Los escritores que deciden construir un mundo personal a través de la ficción, necesitan, entre otros importantes útiles de trabajo (la fantasía es uno de ellos), crear un puente que sirva para enlazar sus intenciones con los logros que se intentan conseguir. En muchas ocasiones, la mala elección de ese punto de partida puede llegar a ser el motivo del fracaso, sin que falten, naturalmente, otros momentos en los que, a pesar de que sea bueno el material de arranque, la aventura acabe yéndose al traste.

Hace unos días, y siguiendo uno de tantos ejemplos disponibles en las recetas al uso (saber enlazar dos asociaciones que, en un principio, parezca que no tienen ninguna similitud: un peine que se encuentra en un desierto, pongo por caso), intente reflexionar sobre los cables literarios que podrían poner en común la pérdida de un entrenador como Preciado en el Sporting, con la pena que manifestaba el presidente del Banco Santander, Emilio Botín, por la caída de un 35% menos en las ganancias de su empresa (5.351 millones de nada).

Confieso que acometí la tarea con el mayor entusiasmo, y que, previamente, me había prometido no caer en prejuicios de ningún tipo. Soy un seguidor sportinguista, lo mismo que de Manolo, y me parece que el despido del técnico pone en evidencia la falta de sensatez de quienes rigen los destinos del club (y de casi todos, añadiría). Del mismo modo, reconozco que no me resultan simpáticos esos señores que dirigen las grandes bancas, cuya finalidad, a la postre, no es otra que embolsarse el mayor dinero posible (que procede de nuestros bolsillos, naturalmente). De todos modos, me ilusionaba ese reto y, además, contaba con un factor a mi favor: ambos son cántabros, lo que añadía un toque marino a la historia.

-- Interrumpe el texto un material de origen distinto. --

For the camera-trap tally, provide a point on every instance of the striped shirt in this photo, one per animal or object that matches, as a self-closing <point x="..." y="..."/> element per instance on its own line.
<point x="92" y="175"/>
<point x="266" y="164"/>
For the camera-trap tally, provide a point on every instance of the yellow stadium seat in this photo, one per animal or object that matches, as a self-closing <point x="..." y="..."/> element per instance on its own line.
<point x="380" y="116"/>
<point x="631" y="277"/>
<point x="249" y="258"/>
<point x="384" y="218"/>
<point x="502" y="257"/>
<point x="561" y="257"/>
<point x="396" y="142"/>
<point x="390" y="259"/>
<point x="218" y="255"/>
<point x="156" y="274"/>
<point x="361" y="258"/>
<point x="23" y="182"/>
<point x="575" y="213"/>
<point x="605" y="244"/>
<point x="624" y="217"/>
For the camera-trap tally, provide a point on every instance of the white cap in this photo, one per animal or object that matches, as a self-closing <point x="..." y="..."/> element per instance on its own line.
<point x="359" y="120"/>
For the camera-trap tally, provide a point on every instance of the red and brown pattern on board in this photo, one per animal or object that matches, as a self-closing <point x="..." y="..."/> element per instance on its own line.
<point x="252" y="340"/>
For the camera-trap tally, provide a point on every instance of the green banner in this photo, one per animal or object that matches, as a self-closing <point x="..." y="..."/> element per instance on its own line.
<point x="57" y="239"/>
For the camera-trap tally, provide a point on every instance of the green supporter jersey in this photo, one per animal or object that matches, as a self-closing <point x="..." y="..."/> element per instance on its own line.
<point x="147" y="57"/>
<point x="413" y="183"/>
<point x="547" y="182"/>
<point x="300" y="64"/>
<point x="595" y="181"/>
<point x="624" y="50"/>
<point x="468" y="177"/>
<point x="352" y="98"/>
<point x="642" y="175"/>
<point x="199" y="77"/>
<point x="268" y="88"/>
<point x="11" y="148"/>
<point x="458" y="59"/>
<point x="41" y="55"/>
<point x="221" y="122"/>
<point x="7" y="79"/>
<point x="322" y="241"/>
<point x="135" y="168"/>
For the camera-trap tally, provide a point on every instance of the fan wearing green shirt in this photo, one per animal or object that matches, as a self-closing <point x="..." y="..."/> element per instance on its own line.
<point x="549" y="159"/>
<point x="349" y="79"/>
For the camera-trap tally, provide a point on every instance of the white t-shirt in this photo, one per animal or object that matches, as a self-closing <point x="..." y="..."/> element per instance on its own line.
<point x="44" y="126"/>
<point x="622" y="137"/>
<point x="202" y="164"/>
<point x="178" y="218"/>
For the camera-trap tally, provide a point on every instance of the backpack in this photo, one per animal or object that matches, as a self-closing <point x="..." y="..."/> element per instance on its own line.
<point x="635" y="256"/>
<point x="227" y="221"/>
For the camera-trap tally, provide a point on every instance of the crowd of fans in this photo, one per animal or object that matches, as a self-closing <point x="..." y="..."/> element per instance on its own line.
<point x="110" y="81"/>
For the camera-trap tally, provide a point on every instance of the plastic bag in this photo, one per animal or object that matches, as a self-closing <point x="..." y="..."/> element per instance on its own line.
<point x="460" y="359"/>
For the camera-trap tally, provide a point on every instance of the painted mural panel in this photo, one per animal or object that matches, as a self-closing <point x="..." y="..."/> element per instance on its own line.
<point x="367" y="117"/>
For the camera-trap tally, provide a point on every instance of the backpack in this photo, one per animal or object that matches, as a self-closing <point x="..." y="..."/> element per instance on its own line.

Sin embargo, según transcurrían las horas, notaba que mis dificultaban iban en aumento. Intentaba meterme en la piel de Botín, siendo Manolo, sin conseguirlo, pero aún era peor cuando era el banquero quien tenía que mudarse en un trabajador como Preciado. Más allá de ciertas relaciones afectuosas, derivadas de su vecindad, no conseguía enlazar dos realidades tan distintas. A veces, lograba que Manolo entrara en el despacho de dirección del banco, ataviado con un traje de paño fino y una corbata chillona, pero, al rato, notaba que no se encontraba a gusto y que aprovechaba la menor excusa para despojarse de esas prendas. Cuando era Botín, enfundado en un humilde chándal, quien bajaba al terreno de juego a dirigir los entrenamientos, no tardaba en sudar copiosamente, lo que denotaba a las claras su falta de contacto con el barro.

Al día de hoy, aún no tengo claro el motivo por el que se malogró la historia. A veces, creo que se haya debido a un mal día, algo lógico, por otra parte; mientras que, en otras ocasiones, opino que no utilicé un buen punto de partida: perdido en un afán voluntarista, quizás haya olvidado que 5.351 millones son una cantidad que no estoy acostumbrado a utilizar, ni siquiera en mis mejores fantasías. Además, me falla el perfil sociológico de los personajes, pues, mientras no me cuesta trabajo adjudicarle a Manolo un perfil moderno, no puedo evitar ver a Botín como un señor feudal, a medio camino entre las catedrales góticas y los colmillos de Drácula. Tal vez, a la postre, todo consista en recordar la frase de De Sanctis: «La literatura es el eco y el reflejo de la vida».